For 2005, a Special Value model and a new LT edition join the LS trim level. A redesigned spoiler is standard on the LT and optional on the LS. Alloy wheels are standard on LT models, and the door pillar trim has been blacked out.
Aveos are actually a delayed result of General Motors' 2002 takeover of part of the bankrupt Daewoo organization. GM Daewoo Auto and Technology in South Korea manufactures these cars. Competitors include the Hyundai Accent, Kia Rio and Toyota Echo.
The Italdesign-Giugiaro studio in Turin, Italy, did the styling on the Aveo. Short overhangs at the front and rear and what Chevrolet calls "cleanly cut contours" highlight the look. Clear headlights have faceted lenses.
A tall roofline allows the rear seats to be mounted higher than usual, which provides backseat passengers with a clear forward view. Aveo suspensions consist of MacPherson front struts with a stabilizer bar and a torsion beam rear axle.
All Aveos are mounted on a 97.6-inch wheelbase and ride on 14-inch tires. Aluminum wheels and a power sunroof are available.
Aveos are capable of carrying five people. Backseat space is limited for taller occupants, but it's relatively spacious considering the car's small overall size. Both body styles have folding rear seats for greater cargo-carrying capacity. The backseat bottom in hatchback models can be flipped forward after the seatback has been folded flat, yielding 42 cubic feet of cargo space. The four-door sedan has a 60/40-split folding rear seat.

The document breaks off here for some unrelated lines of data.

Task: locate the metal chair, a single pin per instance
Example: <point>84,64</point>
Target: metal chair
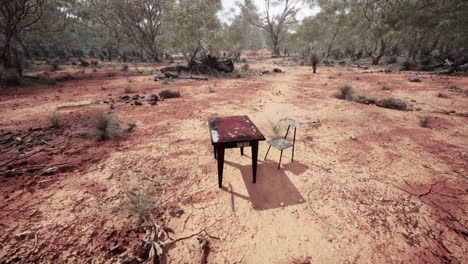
<point>282,143</point>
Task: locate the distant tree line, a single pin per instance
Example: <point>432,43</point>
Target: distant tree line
<point>153,30</point>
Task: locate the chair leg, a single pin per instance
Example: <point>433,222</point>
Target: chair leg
<point>279,163</point>
<point>267,152</point>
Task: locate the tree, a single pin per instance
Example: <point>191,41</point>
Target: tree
<point>241,35</point>
<point>141,21</point>
<point>16,17</point>
<point>274,24</point>
<point>194,25</point>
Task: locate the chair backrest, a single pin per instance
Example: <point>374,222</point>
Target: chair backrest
<point>292,122</point>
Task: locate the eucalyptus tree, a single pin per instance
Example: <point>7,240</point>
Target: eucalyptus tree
<point>193,26</point>
<point>273,23</point>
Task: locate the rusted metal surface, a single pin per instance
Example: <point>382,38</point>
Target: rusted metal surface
<point>233,129</point>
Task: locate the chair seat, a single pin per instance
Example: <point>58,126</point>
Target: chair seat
<point>280,143</point>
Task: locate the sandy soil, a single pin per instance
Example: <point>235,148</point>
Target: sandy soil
<point>397,191</point>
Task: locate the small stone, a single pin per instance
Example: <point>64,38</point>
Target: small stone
<point>169,93</point>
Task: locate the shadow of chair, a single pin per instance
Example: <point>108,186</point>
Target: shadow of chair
<point>273,188</point>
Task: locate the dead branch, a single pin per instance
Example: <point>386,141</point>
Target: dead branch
<point>16,158</point>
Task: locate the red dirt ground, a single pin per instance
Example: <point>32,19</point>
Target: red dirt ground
<point>397,191</point>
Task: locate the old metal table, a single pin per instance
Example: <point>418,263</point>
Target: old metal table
<point>234,132</point>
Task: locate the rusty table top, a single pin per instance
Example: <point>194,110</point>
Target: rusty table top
<point>227,129</point>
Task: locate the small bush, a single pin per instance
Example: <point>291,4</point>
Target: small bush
<point>314,59</point>
<point>84,63</point>
<point>455,88</point>
<point>425,121</point>
<point>43,79</point>
<point>139,203</point>
<point>104,127</point>
<point>392,60</point>
<point>345,92</point>
<point>442,95</point>
<point>426,61</point>
<point>386,87</point>
<point>66,77</point>
<point>55,121</point>
<point>362,99</point>
<point>407,65</point>
<point>55,67</point>
<point>128,90</point>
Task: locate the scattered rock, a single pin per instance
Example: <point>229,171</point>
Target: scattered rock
<point>391,103</point>
<point>169,93</point>
<point>176,212</point>
<point>152,99</point>
<point>130,127</point>
<point>170,75</point>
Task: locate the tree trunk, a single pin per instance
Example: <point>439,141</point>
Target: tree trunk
<point>383,47</point>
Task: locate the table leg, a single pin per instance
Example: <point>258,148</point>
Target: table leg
<point>220,154</point>
<point>254,160</point>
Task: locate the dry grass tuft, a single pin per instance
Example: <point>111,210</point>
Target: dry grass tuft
<point>56,121</point>
<point>345,92</point>
<point>104,127</point>
<point>425,121</point>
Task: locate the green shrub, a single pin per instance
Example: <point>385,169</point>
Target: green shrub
<point>55,66</point>
<point>362,99</point>
<point>392,60</point>
<point>104,127</point>
<point>442,95</point>
<point>455,88</point>
<point>386,87</point>
<point>425,121</point>
<point>314,59</point>
<point>128,90</point>
<point>345,92</point>
<point>426,61</point>
<point>407,65</point>
<point>55,121</point>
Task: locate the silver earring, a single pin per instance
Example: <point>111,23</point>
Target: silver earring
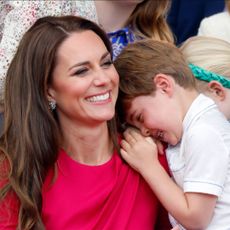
<point>52,105</point>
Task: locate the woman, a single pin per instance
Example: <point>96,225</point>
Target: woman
<point>60,166</point>
<point>124,22</point>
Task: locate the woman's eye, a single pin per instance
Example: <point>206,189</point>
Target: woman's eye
<point>107,63</point>
<point>140,118</point>
<point>80,71</point>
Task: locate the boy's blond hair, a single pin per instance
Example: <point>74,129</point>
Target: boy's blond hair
<point>139,62</point>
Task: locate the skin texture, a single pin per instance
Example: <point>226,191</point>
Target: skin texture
<point>220,95</point>
<point>85,88</point>
<point>150,114</point>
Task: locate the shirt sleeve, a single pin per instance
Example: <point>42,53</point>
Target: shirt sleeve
<point>206,157</point>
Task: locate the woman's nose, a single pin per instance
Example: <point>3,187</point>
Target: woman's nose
<point>145,132</point>
<point>101,78</point>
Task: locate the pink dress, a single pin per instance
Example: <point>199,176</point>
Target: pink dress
<point>109,196</point>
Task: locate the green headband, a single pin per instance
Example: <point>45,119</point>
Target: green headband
<point>205,75</point>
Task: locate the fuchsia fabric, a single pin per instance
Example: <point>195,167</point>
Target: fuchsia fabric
<point>109,196</point>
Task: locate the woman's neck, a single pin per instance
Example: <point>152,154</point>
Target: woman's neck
<point>112,15</point>
<point>90,146</point>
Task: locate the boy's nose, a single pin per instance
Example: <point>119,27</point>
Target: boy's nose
<point>145,132</point>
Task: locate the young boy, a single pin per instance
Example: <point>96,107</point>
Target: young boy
<point>158,96</point>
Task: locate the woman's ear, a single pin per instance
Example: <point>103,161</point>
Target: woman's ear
<point>164,83</point>
<point>50,94</point>
<point>217,90</point>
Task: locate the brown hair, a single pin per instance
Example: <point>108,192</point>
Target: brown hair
<point>30,140</point>
<point>149,19</point>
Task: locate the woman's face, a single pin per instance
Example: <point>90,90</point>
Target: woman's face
<point>84,82</point>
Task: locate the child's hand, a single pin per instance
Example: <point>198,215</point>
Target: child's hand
<point>139,151</point>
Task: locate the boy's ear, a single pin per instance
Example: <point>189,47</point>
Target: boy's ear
<point>164,83</point>
<point>216,88</point>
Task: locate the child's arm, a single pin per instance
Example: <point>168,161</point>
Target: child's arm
<point>192,210</point>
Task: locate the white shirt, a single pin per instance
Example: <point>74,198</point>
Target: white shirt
<point>217,25</point>
<point>201,161</point>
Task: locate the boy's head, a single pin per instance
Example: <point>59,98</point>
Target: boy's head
<point>156,88</point>
<point>211,57</point>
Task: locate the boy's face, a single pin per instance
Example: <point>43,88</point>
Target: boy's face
<point>155,115</point>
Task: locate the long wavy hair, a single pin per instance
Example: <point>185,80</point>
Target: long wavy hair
<point>148,20</point>
<point>31,137</point>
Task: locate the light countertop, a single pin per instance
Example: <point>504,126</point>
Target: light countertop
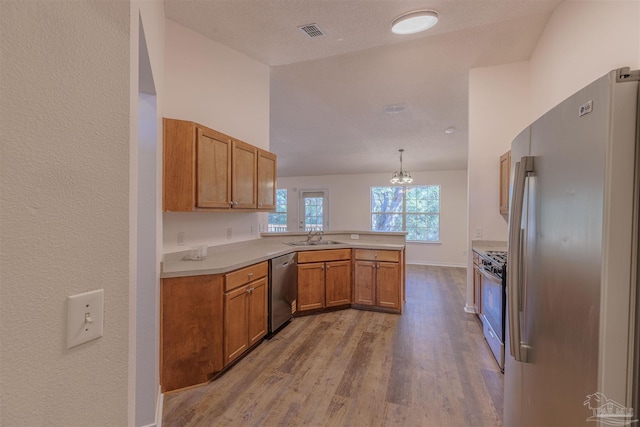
<point>226,258</point>
<point>482,246</point>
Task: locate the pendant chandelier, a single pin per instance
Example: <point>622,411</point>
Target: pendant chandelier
<point>402,177</point>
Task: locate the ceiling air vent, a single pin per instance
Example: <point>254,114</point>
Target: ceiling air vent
<point>394,108</point>
<point>311,30</point>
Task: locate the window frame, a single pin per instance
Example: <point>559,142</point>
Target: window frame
<point>404,214</point>
<point>284,212</point>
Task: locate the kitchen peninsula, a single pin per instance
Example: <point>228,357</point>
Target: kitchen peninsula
<point>214,310</point>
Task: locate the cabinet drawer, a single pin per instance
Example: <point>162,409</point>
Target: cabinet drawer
<point>378,255</point>
<point>320,256</point>
<point>245,275</point>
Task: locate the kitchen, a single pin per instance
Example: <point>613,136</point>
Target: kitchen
<point>559,67</point>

Standard features include a tilt steering wheel, a rear-window defogger and intermittent wipers. Upscale LT models feature a CD/MP3 player, power windows and locks, remote keyless entry and heated mirrors.
Under the Hood
A dual-overhead-cam 1.6-liter four-cylinder produces 103 horsepower and 107 pounds-feet of torque; it teams with a standard five-speed-manual gearbox or an optional four-speed-automatic transmission. A gated portion of the automatic's shifter permits driver control of gear changes. Pushing a button produces second-gear starts, which can be helpful on slippery roads.
Antilock brakes with electronic brake-force distribution are optional, but side-impact airbags are not available. Front occupants get seat belt pretensioners and height-adjustable shoulder belt anchors. Daytime running lights are standard.
Frisky in terms of maneuverability and manual-shifting ease, the Aveo is short on power and ranks as ordinary overall. The buzzy engine must be pushed really hard to get adequate response in each gear. The car tracks reasonably well at highway speeds, but regular correction is needed. Despite appealing prices and fuel frugality, Aveos are old-fashioned and hard to recommend over Japanese brands.